Here, the question was whether the plan granted discretionary authority to the plan administrator so as to invoke the benefit of an abuse of discretion standard of review. The answer – the summary plan description did, but the plan document did not. And therefore, a de novo standard of review applied.
Some of you may be saying, but I thought the summary plan description controlled in the case of a conflict between the plan and the SPD? The Eighth Circuit observes that this rule of “SPD prevails” only applies where necessary to protect the plan participants.
the policy underlying the “SPD prevails” rule was ERISA’s important goal of providing complete disclosure to plan participants, such that where disclosures made in an SPD pursuant to 29 U.S.C. § 1022(a)(1) . . . ERISA’s policy of full disclosure – inuring to the benefit of employees, not employers – would not be advanced by a blanket rule indicating an SPD “prevails over the policy in all circumstances.”
Thus, the door opens for the plan participant to introduce the plan document as a means of impeaching the SPD. ERISA forbids a plan administrator from using the SPD “to enlarge the rights of the plan administrator at the expense of plan participants when the plan itself does not confer those rights.”
Note: This case does not address the combination of the plan and the SPD into one document.
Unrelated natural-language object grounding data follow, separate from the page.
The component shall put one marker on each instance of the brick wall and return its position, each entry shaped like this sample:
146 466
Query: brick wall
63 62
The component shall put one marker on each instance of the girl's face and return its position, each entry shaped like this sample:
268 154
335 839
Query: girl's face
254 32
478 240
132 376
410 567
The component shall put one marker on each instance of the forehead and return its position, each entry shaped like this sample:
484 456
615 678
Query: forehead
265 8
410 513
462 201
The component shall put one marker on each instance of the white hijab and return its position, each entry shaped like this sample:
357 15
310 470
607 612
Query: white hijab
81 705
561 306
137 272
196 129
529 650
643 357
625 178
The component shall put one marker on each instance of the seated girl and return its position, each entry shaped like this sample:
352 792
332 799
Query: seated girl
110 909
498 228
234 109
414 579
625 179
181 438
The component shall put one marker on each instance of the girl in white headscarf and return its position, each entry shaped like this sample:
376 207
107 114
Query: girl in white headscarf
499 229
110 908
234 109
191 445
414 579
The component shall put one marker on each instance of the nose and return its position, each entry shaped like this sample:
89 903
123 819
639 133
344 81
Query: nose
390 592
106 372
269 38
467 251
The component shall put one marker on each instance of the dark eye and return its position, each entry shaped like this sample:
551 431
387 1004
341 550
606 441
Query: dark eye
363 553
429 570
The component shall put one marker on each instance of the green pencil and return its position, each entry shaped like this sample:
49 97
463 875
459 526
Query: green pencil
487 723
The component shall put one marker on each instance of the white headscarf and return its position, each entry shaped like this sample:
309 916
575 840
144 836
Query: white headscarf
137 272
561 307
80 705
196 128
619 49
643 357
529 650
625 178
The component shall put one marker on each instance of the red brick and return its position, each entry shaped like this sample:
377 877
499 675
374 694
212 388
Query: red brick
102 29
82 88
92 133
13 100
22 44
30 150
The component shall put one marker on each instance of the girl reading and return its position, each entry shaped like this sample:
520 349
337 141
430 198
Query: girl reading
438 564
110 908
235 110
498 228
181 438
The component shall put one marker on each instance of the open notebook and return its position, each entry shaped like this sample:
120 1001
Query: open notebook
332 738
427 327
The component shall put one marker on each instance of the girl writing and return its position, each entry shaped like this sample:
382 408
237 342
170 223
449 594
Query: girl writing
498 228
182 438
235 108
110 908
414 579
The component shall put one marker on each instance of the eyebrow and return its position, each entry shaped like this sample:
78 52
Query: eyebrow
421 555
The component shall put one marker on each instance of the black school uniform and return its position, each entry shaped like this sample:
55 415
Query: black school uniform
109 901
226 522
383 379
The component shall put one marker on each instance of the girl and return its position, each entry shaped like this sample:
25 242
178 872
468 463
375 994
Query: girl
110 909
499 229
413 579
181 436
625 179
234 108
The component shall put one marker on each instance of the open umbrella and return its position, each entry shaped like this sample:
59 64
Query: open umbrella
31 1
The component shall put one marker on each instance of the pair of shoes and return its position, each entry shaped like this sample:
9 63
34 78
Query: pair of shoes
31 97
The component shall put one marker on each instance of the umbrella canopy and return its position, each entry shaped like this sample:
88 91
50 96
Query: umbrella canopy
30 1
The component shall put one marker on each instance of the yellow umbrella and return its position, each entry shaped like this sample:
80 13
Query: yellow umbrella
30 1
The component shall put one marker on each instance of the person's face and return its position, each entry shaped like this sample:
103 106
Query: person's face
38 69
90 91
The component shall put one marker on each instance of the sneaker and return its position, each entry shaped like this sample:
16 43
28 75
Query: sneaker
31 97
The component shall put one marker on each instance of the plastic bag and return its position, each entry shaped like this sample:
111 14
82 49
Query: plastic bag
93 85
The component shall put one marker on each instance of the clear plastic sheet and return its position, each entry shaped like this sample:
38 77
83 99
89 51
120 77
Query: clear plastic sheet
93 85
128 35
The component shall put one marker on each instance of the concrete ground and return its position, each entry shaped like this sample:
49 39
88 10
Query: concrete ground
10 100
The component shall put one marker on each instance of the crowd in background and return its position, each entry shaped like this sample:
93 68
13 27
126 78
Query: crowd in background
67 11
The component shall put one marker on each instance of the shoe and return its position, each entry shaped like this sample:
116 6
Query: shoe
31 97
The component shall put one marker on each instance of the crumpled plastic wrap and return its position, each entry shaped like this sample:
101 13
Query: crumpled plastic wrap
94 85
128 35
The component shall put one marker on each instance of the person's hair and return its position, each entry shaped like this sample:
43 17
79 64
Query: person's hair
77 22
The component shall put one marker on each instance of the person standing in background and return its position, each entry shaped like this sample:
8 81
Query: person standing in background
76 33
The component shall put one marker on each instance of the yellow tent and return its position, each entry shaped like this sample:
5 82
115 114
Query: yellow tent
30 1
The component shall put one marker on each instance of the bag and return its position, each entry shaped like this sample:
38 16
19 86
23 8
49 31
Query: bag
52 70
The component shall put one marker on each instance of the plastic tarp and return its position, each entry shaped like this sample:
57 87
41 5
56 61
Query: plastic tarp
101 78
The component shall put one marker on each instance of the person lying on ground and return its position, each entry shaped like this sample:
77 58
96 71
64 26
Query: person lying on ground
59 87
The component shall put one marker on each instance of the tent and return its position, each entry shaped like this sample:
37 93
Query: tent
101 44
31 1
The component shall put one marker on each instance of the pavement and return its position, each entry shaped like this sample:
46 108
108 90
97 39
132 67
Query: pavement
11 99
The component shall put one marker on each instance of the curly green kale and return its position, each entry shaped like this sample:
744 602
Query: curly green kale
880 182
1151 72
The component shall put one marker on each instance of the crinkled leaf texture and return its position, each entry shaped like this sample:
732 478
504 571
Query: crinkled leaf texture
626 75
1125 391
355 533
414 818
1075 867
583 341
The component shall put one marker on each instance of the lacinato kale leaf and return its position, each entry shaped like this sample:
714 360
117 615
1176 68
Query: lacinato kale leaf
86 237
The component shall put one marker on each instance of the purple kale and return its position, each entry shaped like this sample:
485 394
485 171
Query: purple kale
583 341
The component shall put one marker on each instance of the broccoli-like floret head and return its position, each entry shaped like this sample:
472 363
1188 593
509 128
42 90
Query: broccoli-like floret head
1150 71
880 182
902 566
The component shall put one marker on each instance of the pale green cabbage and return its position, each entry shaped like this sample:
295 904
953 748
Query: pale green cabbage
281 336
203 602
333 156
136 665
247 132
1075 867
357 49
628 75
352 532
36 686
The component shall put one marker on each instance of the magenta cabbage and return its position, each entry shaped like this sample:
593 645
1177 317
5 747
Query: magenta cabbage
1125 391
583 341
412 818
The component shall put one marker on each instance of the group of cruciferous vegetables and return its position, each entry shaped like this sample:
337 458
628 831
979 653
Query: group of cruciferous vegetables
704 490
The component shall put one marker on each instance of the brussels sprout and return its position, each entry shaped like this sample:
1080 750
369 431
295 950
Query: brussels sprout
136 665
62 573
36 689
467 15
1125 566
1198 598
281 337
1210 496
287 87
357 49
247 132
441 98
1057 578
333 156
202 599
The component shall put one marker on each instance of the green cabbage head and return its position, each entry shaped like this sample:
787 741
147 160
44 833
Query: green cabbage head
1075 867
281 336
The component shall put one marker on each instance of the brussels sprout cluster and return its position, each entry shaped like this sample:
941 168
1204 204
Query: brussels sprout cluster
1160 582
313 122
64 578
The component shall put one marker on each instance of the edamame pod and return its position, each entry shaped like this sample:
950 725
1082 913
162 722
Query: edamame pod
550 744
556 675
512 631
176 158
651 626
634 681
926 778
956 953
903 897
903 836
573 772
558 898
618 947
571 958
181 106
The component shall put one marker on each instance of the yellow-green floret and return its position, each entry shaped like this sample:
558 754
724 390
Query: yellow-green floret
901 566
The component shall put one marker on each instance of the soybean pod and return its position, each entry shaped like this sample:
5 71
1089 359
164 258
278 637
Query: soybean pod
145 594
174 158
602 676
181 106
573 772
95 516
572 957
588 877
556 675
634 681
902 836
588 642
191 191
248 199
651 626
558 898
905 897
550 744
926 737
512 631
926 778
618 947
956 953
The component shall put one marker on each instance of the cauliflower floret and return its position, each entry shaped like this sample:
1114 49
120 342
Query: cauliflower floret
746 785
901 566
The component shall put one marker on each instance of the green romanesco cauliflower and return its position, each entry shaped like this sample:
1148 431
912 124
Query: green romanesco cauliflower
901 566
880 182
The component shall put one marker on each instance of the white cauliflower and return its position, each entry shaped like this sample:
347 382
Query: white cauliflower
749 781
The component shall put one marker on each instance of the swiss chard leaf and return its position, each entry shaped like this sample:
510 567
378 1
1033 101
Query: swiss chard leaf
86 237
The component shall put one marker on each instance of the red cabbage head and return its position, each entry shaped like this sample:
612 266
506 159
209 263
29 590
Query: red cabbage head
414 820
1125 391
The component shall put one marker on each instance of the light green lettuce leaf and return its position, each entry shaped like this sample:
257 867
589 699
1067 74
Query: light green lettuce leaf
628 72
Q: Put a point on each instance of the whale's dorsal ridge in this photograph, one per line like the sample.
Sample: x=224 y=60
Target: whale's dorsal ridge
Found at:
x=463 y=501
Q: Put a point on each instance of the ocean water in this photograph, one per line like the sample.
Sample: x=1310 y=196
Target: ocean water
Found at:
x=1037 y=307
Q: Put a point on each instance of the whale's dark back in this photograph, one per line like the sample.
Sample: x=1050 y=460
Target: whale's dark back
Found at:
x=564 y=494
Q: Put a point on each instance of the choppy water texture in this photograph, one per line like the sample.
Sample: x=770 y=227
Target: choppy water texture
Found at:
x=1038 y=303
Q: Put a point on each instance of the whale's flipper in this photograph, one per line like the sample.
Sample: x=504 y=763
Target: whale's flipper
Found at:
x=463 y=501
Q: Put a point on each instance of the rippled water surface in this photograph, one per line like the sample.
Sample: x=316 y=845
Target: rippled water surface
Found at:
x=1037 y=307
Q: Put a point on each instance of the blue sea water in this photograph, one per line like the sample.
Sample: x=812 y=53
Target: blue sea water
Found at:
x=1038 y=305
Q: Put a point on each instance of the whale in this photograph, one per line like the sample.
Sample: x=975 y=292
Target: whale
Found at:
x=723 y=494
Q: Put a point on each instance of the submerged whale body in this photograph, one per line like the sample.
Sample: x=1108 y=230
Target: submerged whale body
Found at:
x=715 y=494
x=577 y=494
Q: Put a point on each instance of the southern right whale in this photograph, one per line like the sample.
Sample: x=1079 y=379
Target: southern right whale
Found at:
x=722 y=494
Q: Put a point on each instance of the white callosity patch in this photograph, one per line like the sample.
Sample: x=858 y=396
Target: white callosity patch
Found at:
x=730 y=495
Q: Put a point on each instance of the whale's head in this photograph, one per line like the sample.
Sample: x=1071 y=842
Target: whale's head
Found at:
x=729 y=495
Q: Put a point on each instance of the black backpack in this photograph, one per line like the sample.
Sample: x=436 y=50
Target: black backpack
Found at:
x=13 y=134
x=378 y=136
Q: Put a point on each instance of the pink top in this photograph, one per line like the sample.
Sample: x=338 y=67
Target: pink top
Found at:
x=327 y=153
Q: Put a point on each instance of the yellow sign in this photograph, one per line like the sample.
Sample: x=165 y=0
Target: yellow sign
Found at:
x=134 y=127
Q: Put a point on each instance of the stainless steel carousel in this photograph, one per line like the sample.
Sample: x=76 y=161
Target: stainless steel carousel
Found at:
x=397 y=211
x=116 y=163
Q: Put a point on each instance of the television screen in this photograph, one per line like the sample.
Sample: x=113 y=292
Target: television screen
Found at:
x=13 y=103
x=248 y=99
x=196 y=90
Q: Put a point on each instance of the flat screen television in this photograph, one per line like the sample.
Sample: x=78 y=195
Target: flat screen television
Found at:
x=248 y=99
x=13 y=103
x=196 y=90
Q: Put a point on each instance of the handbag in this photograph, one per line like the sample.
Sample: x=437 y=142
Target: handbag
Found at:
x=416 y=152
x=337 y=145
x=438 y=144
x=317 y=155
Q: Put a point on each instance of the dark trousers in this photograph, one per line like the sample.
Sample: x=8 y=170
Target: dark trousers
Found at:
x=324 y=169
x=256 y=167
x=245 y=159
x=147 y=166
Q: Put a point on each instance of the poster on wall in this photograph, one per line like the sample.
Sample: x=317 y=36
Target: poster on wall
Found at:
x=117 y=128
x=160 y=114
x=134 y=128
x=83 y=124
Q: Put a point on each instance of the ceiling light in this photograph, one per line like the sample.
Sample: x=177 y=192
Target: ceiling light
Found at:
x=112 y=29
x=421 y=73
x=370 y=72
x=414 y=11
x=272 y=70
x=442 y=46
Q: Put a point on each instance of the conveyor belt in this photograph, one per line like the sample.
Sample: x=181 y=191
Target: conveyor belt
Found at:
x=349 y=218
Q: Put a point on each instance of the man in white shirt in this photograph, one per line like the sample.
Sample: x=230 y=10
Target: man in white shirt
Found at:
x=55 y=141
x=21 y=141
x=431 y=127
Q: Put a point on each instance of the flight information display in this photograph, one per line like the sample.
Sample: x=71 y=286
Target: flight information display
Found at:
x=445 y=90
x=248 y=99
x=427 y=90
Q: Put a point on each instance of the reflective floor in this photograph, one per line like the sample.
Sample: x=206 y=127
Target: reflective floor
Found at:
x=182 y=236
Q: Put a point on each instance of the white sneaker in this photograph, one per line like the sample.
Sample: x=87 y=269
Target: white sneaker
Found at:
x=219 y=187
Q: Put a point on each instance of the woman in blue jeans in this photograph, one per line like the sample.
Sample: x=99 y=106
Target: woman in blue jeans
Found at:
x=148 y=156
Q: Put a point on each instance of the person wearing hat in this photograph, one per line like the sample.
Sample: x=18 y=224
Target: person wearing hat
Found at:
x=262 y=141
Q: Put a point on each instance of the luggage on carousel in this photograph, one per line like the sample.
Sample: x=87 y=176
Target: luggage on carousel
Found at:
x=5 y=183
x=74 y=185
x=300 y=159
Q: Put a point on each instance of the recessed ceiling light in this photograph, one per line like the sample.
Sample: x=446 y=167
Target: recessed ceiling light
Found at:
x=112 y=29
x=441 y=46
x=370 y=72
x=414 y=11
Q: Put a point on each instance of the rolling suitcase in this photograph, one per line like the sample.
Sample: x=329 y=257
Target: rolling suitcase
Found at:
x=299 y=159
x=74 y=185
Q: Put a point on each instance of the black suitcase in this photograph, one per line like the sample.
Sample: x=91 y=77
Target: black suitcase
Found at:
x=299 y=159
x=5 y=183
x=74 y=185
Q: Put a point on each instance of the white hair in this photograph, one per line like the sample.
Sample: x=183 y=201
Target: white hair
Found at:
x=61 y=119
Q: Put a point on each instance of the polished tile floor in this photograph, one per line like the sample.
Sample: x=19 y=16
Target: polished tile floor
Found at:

It does illustrate, however, the risks incurred when plan administrators deviate from ERISA’s documentary scheme.
ERISA contemplates plan documents which control many important legal matters, such as allocation of fiduciary responsibilities, specification of amendment procedures, eligibility, participation and claims adjudication rules. ERISA further contemplates an SPD or SMM that put these matters in the vernacular for the plan participants.
In view of Ringwald, if important language fails to appear in the plan document, such as a grant of discretion, the SPD cannot cure this deficiency. Plan fiduciaries should review and compare the plan language on this issue as well as other important issues, such as ERISA subrogation and reimbursement rights, to ensure consistency in plan documentation.